Menurut Totok, teknologi nyamuk ber-Wolbachia memang sulit untuk dipahami masyarakat awam. Hal inilah yang membuat sejumlah orang sempat meragukan efektivitas program yang diterapkan.
“Selama ini kita diajarkan untuk memberantas nyamuk, sekarang justru mau menyebarkan nyamuk,” kata Totok.
Sejarah Pengembangan Teknologi Nyamuk ber-Wolbachia
Pengembangan program ini dimulai pada tahun 2014 lalu. Saat itu dilakukan pelepasan perdana telur nyamuk Aedes aegypti ber-Wolbachia pada empat padukuhan kecil di Kabupaten Sleman.
Program ini telah berakhir pada tahun 2022 lalu. Hasilnya teknologi ini efektif mengurangi 77 persen kasus Dengue dan 86 persen rawat inap karena Dengue.

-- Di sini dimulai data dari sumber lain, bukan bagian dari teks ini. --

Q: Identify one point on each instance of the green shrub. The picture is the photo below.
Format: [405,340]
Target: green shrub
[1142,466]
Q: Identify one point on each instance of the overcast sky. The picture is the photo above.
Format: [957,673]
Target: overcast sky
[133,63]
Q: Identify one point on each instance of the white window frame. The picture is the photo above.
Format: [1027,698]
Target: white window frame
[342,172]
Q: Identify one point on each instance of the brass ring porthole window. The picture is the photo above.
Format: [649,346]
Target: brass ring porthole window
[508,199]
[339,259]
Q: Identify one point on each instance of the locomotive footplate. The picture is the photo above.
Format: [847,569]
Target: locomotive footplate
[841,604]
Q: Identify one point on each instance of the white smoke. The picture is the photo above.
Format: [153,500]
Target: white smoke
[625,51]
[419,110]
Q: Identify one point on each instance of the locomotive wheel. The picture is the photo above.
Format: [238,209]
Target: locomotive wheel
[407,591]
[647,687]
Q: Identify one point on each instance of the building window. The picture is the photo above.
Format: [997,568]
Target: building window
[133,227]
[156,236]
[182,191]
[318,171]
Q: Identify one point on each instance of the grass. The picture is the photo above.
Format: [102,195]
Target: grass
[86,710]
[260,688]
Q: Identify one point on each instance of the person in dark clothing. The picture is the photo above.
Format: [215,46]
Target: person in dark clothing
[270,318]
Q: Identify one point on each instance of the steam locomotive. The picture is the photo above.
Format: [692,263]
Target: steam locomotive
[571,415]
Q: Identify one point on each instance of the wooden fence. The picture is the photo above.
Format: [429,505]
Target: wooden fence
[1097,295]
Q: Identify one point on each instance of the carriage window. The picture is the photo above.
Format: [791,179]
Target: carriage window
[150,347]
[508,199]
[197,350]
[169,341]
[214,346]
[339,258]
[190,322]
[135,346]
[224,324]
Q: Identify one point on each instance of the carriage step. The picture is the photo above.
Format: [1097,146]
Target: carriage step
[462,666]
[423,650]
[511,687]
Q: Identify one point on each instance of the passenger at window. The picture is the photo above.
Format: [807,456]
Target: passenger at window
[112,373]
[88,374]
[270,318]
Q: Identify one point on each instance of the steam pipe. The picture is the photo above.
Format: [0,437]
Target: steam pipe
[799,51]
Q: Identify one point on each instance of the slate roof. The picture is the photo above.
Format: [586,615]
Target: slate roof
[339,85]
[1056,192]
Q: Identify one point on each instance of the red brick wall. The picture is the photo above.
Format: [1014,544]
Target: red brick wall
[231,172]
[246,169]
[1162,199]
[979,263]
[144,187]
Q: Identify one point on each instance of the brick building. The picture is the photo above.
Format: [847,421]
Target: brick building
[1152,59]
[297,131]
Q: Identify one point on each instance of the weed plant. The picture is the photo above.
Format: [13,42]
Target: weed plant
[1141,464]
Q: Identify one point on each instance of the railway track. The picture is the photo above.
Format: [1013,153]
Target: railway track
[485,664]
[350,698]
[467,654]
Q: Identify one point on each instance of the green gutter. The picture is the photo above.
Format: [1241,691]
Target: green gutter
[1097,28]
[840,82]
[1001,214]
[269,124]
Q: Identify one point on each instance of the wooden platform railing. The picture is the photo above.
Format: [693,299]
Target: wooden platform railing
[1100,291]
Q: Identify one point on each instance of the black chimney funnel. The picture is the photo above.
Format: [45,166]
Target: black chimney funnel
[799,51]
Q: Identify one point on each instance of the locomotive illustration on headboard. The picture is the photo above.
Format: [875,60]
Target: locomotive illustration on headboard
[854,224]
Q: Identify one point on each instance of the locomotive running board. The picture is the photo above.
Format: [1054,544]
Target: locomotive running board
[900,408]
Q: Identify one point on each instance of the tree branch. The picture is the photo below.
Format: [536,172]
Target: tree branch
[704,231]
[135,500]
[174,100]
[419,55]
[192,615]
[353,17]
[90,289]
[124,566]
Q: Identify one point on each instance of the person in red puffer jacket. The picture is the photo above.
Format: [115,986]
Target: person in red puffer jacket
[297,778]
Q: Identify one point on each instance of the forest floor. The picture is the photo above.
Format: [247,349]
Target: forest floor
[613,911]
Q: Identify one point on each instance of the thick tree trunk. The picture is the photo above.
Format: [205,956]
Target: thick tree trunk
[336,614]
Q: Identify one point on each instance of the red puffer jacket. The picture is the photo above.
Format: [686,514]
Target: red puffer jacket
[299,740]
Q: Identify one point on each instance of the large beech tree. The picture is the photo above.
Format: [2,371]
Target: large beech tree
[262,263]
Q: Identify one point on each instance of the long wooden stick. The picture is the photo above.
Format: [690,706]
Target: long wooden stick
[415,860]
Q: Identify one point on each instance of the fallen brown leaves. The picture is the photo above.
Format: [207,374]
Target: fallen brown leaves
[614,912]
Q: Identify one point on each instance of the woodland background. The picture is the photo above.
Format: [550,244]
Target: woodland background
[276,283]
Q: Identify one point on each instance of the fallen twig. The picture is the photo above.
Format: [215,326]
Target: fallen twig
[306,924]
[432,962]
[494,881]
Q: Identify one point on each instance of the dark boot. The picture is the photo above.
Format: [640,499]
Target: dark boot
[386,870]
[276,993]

Berbekal data ini, World Mosquito Program (WMP) Yogyakarta berhasil memperoleh rekomendasi dari organisasi kesehatan dunia WHO serta Akademi Ilmu Pengetahuan Indonesia (AIPI) dan selanjutnya akan diimplementasikan di kota-kota lain di Indonesia.
Setelah berakhirnya program ini, pemantauan terhadap jumlah kasus dan pengamatan nyamuk terus dilakukan oleh Pusat Kedokteran Tropis FK-KMK UGM. Direktur Pusat Kedokteran Tropis, dr. Riris Andono Ahmad menerangkan bahwa teknologi nyamuk ber-Wolbachia ini merupakan teknologi berkelanjutan. Selain itu juga lebih ramah lingkungan dan aman bagi kesehatan.
“Sifatnya bisa diturunkan ke nyamuk berikutnya. Hanya perlu satu kali melepaskan, kemudian kita tinggal menikmati hasilnya. Populasi Wolbachia di Yogyakarta sampai saat ini masih sangat tinggi sehingga memberikan proteksi yang berkelanjutan,” kata Riris dikutip dari Ugm.ac.id.